Why are industrials positively correlated to 10Y?+
Growth regime: rising 10Y signals economic expansion. Industrials benefit from expansion (capex demand, transport volume, defense spending). Positive correlation. Non-duration cash flows: current/near-term cash flows. Less duration drag than tech/REITs. Capex sensitivity: rising rates can compress capex but sector-specific narratives (data center, defense, electrification) offset. Reshoring/infrastructure: CHIPS Act, IRA fiscal spending supports industrial capex. Empirical: 100bp 10Y rise = 0-3% XLI move (modest, can be positive). Compare XLU/XLRE -8-12%. April 2026 setup: 10Y 4.31% + XLI near recent highs. Expansion regime confirmed.

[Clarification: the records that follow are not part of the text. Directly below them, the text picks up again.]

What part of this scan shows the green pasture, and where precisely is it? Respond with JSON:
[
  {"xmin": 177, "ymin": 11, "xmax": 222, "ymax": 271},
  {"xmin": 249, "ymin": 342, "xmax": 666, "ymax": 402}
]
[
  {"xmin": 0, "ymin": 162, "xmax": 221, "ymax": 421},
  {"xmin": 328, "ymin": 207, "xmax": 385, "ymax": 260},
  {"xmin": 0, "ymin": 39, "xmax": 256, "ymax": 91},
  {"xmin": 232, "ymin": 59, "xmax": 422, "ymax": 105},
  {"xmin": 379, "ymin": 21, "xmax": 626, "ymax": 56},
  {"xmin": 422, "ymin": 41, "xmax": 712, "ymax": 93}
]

How do XLI and 10Y diverge?+
10Y rising + XLI rallying: growth/expansion regime (current 2024-2026). Long XLI benefits. 10Y rising + XLI falling: stagflation or late-cycle capex fears. 1970s pattern. Defensive positioning. 10Y falling + XLI rallying: Fed-easing recovery + capex resumption. 10Y falling + XLI falling: confirmed recession. Long-run correlation 0.30-0.55 (positive). Strengthens during expansion regimes. April 2026: 10Y 4.31% + XLI near recent highs. Confirmed expansion. Long XLI through ETF or individual names.